Locaring — exhibition as an object.

The exhibition-object was organized by two artists, Alexey Khamov and Maria Wenslavskaya-Gribina. In the summer of 2019, they lived for two weeks in a small town in Russia, where Alexey’s family lives. In the old house where the family’s history comes from, the artists created a series of works and an exhibition, conducting a comparative analysis of everything that exists in the place and systematizing the information they received. 

“Locaring” — the name refers to a locating exhibition as an independent “object” in space. From the Latin locatio — placement, position. Ring — rope-fenced area for boxing (in our case, the space of the house itself is walled).

Maria and Alexey worked with the aesthetics of the space and the culture of the place, telling the story of the house itself, literally borrowing parts of the house to create objects.

During the summer and winter of 2020, they continued their work and created the second part of the project. Maria worked on a series of absurd still lifes, she used objects that had survived in the house, giving them a new meaning to replace those long lost. Found housewares served as the motif for the entire series. She built the compositions following the tradition of post-minimalist sculpture, and the space in which the objects are placed is the walls of the house itself, which in itself is already an artifact. 

Old dishes, electrical appliances and packaging evoke a sense of recognition and nostalgia in the post-Soviet viewer. With standard production, scarcity of goods and lack of variety, most household items were the same for everyone. This inevitably gave still lifes new shades of meaning, depending on who was looking at them. But whatever the cultural baggage of the viewer, simple objects in unexpected combinations, provide endless scope for interpretation and visual pleasure.

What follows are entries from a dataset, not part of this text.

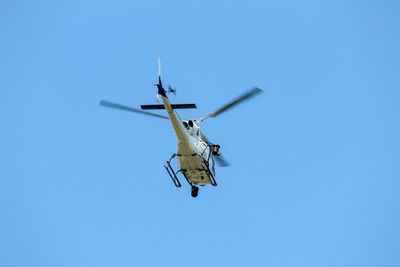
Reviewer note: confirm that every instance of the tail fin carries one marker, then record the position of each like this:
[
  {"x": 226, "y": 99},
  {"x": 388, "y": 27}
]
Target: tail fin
[
  {"x": 161, "y": 90},
  {"x": 159, "y": 71}
]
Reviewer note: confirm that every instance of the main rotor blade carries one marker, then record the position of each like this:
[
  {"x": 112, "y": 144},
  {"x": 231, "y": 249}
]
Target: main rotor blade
[
  {"x": 254, "y": 91},
  {"x": 218, "y": 159},
  {"x": 121, "y": 107}
]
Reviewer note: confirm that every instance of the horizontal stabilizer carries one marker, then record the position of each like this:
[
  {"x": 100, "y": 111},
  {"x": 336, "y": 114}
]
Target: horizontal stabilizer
[{"x": 174, "y": 106}]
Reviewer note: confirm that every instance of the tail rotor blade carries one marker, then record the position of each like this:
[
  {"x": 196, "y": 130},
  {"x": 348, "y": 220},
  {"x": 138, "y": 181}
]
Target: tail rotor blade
[{"x": 126, "y": 108}]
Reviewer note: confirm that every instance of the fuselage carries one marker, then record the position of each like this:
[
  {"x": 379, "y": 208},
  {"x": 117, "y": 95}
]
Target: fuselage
[{"x": 194, "y": 155}]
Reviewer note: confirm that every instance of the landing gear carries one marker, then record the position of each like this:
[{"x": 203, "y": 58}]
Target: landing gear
[{"x": 195, "y": 191}]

And then Maria tried to “try on the house” on herself, dressing up in clothes found in a closet and taking pictures in ridiculous poses that affirmed the presence of life in and around the house, but without defining the form and character of a particular time. 

Alexey went on to work on the project by photographing the old basement and burning through the wood. He used a primitive, decorative media that was born in the days when the house was built, the town, when the country was acquiring the features in which the province still exists today. Alexey burned on pieces of planks found in the garden and vegetable garden, on the outdoor toilet, on the fence; the motifs of his images are familiar to the eye — the objects around the house and in the house, such as the mousetrap, the towel, the tombstone, the Pyaterochka grocery store, the five-story building which is visible directly from the garden, and so on).

Alexey and Maria finished the project by returning to the house in May 2021. The artists had a second exhibition in the house and garden exhibiting work from the first and second parts of the project.

At the moment there are about 30 photos, about 20 objects and also the documentation of the 1st and 2nd exhibitions (the documentation is part of the project).